Warren and Wyden Call for FTC to Investigate Amazon over Capital One Breach
The Capital One data breach in March this year was one of the biggest data breaches ever reported, with 140,000 customer social security numbers and 80,000 bank account numbers compromised. Amazon Web Services (AWS) hosted the Capital One database that was breached. The alleged hacker, a former AWS employee, gained access to the data through a “misconfiguration” of a firewall on a web application. Senators Elizabeth Warren (D-Mass.) and Ron Wyden (D-Ore.) are now calling for the Federal Trade Commission to “investigate whether Amazon’s failure to secure its services against SSRF [server side request forgery] attacks constitutes an unfair business practice” in violation of Section 5 of the FTC Act. Their letter argues that Amazon knew or should have known AWS was vulnerable to SSRF attacks (the kind used in the Capital One breach) and that Amazon failed to add protection against SSRF attacks to AWS, thus sharing some responsibility for the breach. Read their full letter here.
Zuckerberg Testifies to Congress
Facebook Chief Executive Mark Zuckerberg testified to the House Financial Services Committee on October 25. Over six hours, Zuckerberg came under fire on a wide range of issues—but most prominently, Facebook’s cryptocurrency project Libra and the platform’s newly-announced policy of not fact checking political ads from candidates. Libra has faced intense scrutiny from both U.S. and European regulators, and recently lost Paypal, Visa, and Mastercard as partners. Notably, Zuckerberg revealed that the Libra Association’s original plan to offer dividends based on interest earned from assets in the “Libra Reserve” has now been “modified or abandoned.”
Facebook Launches Facebook News (For Some Users)
Despite the issues surrounding Project Libra, and the fact that 47 state attorneys general are investigating Facebook for potential antitrust investigations, Facebook is expanding its product offering. Today, Facebook announced “Facebook News,” a new home screen tab and bookmark in the Facebook app. Facebook News will have a section called “Today’s Stories,” selected by journalists, as well as personalized algorithmic news recommendations, from a pre-approved list of about 200 major and local publishers. Facebook will be paying publishers for access to their content, though it has not said how much. The rollout of Facebook News is currently limited to about 200,000 users in the United States.

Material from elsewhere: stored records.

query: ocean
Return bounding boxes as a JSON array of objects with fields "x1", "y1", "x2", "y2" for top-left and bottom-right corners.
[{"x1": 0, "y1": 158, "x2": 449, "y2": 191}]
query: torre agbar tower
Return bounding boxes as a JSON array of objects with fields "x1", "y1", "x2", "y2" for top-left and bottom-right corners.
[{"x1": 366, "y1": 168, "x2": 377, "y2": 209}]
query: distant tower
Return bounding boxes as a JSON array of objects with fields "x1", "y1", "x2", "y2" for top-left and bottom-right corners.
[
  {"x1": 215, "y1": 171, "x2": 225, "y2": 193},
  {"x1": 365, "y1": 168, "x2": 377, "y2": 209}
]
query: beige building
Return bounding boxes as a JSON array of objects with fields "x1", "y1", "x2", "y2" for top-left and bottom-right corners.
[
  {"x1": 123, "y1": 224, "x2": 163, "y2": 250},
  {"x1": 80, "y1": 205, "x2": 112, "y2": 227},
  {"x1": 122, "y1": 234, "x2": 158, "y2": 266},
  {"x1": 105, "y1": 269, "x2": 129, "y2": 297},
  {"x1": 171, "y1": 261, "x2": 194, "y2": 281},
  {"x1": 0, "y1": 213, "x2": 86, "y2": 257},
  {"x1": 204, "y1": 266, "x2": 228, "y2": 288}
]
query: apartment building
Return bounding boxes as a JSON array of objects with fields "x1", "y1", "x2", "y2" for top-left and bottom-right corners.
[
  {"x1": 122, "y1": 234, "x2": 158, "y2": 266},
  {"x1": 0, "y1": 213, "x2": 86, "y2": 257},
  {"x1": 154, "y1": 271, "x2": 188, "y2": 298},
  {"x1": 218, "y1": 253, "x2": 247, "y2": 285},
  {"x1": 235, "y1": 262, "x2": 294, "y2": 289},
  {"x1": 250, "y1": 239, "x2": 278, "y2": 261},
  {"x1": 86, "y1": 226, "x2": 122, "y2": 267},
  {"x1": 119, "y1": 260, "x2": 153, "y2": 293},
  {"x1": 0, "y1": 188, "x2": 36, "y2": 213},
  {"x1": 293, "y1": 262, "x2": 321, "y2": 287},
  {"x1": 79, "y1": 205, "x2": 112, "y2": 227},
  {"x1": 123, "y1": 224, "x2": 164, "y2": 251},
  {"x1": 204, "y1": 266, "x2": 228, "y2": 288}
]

House Passes Controversial Copyright Bill
On October 24, the House overwhelmingly passed the Copyright Alternative in Small-Claims Enforcement Act (CASE Act) by a 410-6 vote. The CASE Act would create a copyright small claims court within the United States Copyright Office, with damages capped at $15,000 for each infringed work and $30,000 total, as an alternative to pursuing copyright infringement cases in federal court. Advocates say that the status quo makes it inefficient and sometimes even pointless for copyright holders—particularly online content creators—to pursue copyright infringement claims. The Electronic Frontier Foundation, however, warns that the CASE Act could “bankrupt users for regular Internet activity” and the ACLU is calling for changes to the CASE Act to better protect due process and avoid chilling speech.